И так час от часу пошло хуже. Куда девались искатели и друзья, все спрятались, и ближние отдалились от меня, все меня оставили в угодность новым фаворитам, все стали уже меня бояться, чтоб я встречу с кем не попалась, всем подозрительно. Лучше б тому человеку не родится на свете, кому на время быть великим, а после придти в несчастие: все станут презирать, никто говорить не хочет. Выбрана была на престол одна принцесса крови, которая никакого следу не имела к короне. Между тем приуготовлялись церемонии к погребению. Пришел тот назначенной несчастливой день. Нести надобна было государева тело мимо нашего дому, где я сидела под окошком, смотря на ту плачевную церемонию. Боже мой, как дух во мне удержался! Началось духовными персонами, множество архиереев, архимандритов и всякого духовного чина; потом, как обыкновенно бывают такие высочайшие погребения, несли государственные гербы, кавалерии, разные ордена, короны; в том числе и мой жених шел перед гробом, несли на подушке кавалерию, и два ассистента вели под руки. Не могла его видеть от жалости в таковом состоянии: епанча траурная предлинная, флёр на шляпе до земли, волосы распущенные, сам так бледен, что никакой [262] живности нет. Поравнявши против моих окон, взглянул плачущими глазами с тем знаком или миною: “Кого погребаем! В последний, в последний раз провожаю!” Я так обеспамятовала, что упала на окошко, не могла усидеть от слабости. Потом и гроб везут. Отступили от меня уже все чувства на несколько минут, а как опомнилась, оставив все церемонии, плакала, сколько мое сердце дозволило, рассуждая мыслию своей, какое это сокровище земля принимает, на которое, кажется, и солнце с удивлением сияло: ум сопряжен был с мужественною красотою, природное милосердие, любовь к поданным нелицемерная. О, Боже мой, дай великодушно понести сию напасть, лишение сего милостивого монарха! О, Господи, всевышний Творец, Ты вся можешь, возврати хотя на единую минуту дух его и открой глаза его, чтоб он увидел верного своего слугу, идущего пред гробом, потеряв всю надежду к утешению и облегчению печали его. И так окончилась церемония: множество знатных дворян, следующие за гробом. Казалось мне, что и небо плачет, и все стихи небесное. Надеюсь, между тем, и такие были, которые и радовались, чая в себе от новой государыни милости.

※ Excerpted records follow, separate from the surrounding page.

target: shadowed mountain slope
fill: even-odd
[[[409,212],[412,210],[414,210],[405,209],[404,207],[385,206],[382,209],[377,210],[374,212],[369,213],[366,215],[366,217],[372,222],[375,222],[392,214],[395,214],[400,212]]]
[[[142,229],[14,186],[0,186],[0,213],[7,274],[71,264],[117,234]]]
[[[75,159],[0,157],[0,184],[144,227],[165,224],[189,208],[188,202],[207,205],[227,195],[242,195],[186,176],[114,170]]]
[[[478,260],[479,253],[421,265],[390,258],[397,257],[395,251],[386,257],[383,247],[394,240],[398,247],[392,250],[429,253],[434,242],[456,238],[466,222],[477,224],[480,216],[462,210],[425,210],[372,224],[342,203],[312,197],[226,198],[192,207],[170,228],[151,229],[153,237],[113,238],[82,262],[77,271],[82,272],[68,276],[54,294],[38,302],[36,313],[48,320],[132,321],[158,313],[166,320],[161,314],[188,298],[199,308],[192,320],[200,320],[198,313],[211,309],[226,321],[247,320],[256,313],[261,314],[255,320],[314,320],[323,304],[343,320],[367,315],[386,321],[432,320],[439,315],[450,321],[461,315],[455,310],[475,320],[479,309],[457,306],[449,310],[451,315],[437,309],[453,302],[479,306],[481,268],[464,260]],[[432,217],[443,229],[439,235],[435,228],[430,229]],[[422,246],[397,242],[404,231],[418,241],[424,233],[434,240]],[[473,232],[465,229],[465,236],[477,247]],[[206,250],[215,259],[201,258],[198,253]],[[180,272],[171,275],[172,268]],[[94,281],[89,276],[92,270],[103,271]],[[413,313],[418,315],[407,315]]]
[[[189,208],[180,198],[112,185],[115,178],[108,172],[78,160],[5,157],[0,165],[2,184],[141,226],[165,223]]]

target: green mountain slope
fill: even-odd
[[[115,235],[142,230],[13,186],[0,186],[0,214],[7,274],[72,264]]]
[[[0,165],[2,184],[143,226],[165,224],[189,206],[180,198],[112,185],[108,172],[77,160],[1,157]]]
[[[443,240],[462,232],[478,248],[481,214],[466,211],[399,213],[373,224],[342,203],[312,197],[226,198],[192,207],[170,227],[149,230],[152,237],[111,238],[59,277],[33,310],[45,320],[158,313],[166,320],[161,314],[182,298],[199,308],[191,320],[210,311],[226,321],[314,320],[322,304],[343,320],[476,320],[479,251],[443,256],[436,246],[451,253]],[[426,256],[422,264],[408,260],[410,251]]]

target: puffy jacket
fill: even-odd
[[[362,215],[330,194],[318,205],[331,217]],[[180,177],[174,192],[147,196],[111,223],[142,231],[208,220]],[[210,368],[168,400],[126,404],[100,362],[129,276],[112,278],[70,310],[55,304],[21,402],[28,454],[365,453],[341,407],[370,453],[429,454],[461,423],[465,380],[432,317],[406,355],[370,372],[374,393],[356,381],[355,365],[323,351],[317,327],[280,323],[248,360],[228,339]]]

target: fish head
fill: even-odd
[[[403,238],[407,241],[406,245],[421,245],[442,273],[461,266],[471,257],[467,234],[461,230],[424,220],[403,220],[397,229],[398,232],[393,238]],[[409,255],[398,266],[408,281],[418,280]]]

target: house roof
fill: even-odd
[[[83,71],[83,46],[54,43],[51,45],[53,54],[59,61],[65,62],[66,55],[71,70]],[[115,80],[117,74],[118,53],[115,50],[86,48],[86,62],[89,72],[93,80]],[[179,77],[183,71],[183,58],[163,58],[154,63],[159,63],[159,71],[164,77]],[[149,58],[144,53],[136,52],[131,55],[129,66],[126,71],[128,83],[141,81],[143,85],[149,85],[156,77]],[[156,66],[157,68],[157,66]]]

По несколько дней после погребения приуготовляли торжественное восшествие новой государыни в столичный город, со звоном, с пушечною пальбою. В назначенный день поехала и я посмотреть ее встречи, для того полюбопытствовала, что я ее не знала от роду в лицо, кто она. Во дворце, в одной отхожей комнате, я сидела, где всю церемонию видела: она шла мимо тех окон, под которыми я была и тут последний раз видела, как мой жених командовал гвардиею; он был майор, отдавал ей честь на лошади. Подумайте, каково мне глядеть на се позорище. И с того времени в жизни своей я ее не видала: престрашная была взору, отвратное лицо имела, так была велика, когда между кавалеров идет, всех головою выше, и чрезвычайно толста. Как я поехала домой, надобно было ехать через все полки, которые в строю были собраны; я поспешила домой, еще не распущены были. Боже мой! Я тогда свету не видела и не знала от стыда, куда меня везут и где я; одни кричат: “Отца нашего невеста”, подбегают ко мне: “Матушка наша, лишились мы своего государя”; иные кричат: “Прошло ваше время теперь, не старая пора”. Принуждена была все это вытерпеть, рада была, что доехала до двора своего; вынес Бог из такова содому. [263]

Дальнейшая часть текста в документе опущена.